About the only exercise I've ever enjoyed for any length of time is dancing and yoga.
And after losing all this weight I KNOW I need to exercise, on a regular basis...but man...I really don't want to.
Part of the problem is finding the time. I decided I would do it when I got home from work while David was cooking dinner, but that didn't work. I came home and put on my pjs, because that seemed like the thing to do.
Then I thought I'd get up at 5am, drink some coffee, exercise for 30 minutes and then get ready for work., but that didn't work either. I should have known it wouldn't.
Then after much thought and wrangling with myself, I asked what my goals for exercise were and why I felt that I need to do it. Here's what I came up with:
- overall good health
- toning--I've lost all this weight, being tighter would be nice
- being able to travel and walk without discomfort or weariness
And that was really it. I don't have any aspirations to run marathons, 10Ks or even 5Ks. I don't want to look like a model, nor do I care to join a gym or exercise socially.

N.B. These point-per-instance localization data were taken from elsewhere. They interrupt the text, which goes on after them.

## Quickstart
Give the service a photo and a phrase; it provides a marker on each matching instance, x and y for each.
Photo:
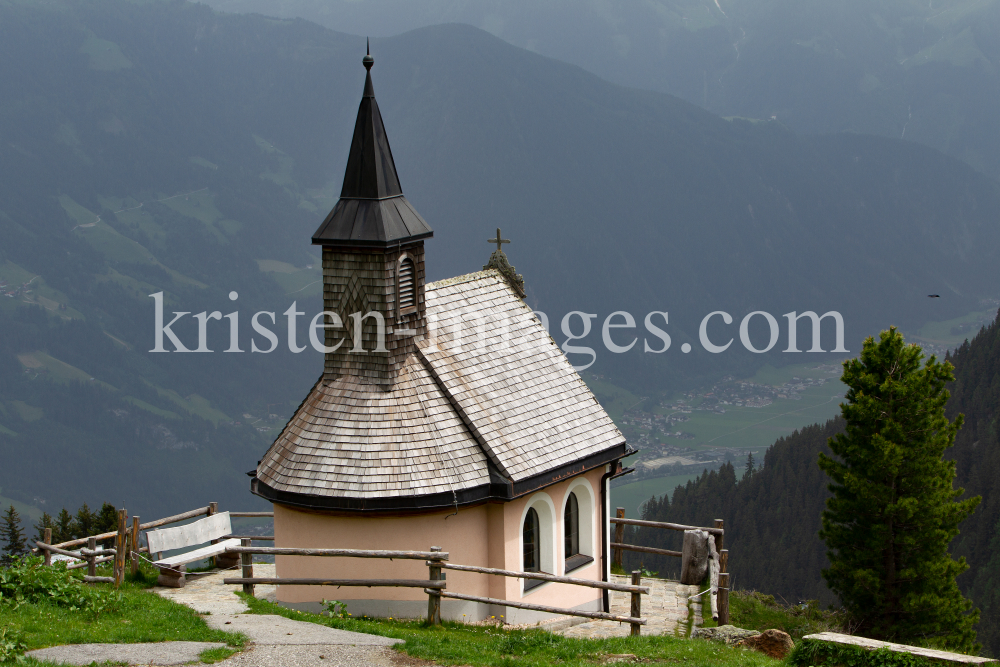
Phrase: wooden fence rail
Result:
(542, 576)
(719, 574)
(432, 585)
(635, 622)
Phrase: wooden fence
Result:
(127, 548)
(719, 579)
(435, 586)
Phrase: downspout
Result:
(609, 471)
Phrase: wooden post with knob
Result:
(723, 598)
(48, 540)
(120, 547)
(92, 557)
(619, 535)
(636, 611)
(134, 545)
(434, 596)
(246, 560)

When it all comes down to it what I want is to be able to travel, see things and not feel limited by the physical condition of my body.

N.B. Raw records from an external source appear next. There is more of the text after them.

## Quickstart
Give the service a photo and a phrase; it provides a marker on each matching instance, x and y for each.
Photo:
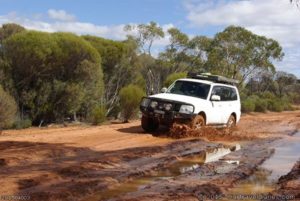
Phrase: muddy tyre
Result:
(149, 124)
(198, 122)
(231, 123)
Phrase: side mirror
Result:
(164, 90)
(215, 98)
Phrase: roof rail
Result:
(213, 78)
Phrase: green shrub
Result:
(267, 95)
(174, 76)
(275, 105)
(248, 105)
(20, 124)
(98, 115)
(8, 109)
(130, 97)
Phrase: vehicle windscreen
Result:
(195, 89)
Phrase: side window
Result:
(233, 94)
(226, 93)
(217, 90)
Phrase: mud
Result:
(209, 133)
(124, 163)
(289, 184)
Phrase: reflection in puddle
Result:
(264, 179)
(177, 168)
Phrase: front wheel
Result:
(198, 122)
(149, 124)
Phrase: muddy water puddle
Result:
(263, 181)
(179, 167)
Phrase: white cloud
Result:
(277, 19)
(60, 15)
(80, 28)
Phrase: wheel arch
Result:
(202, 113)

That accomplished I took a little advice from Dr. Phil and decided that I needed to make a rule that would force me to exercise. I decided that I would not be able to put on my pjs and knit until AFTER I'd exercised. That means that when I come home from work, I change into my exercise clothes, eat supper, clean the kitchen and then exercise.

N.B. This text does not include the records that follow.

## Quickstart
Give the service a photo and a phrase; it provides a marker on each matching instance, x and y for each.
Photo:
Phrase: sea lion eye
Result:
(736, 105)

It's worked for 3 days in a row now, and I have to say that mentally I'm "getting this."
I'm doing 2 days a week of yoga, 2 days a week on our elliptical and if the weather holds out on the weekend David and I will go for a walk. I'm good with this for now. I'm enjoying the fact that since I'm having my shower at night, I can spend my first 30 minutes awake sipping coffee, catching up on e-mail and facebook and playing some games...
I'm optimistic this might work.
Of course this does mean an hour less of knitting each night, but I look at it this way. I'll live longer, so it's an investment in my future knitting possibilities. I can handle that.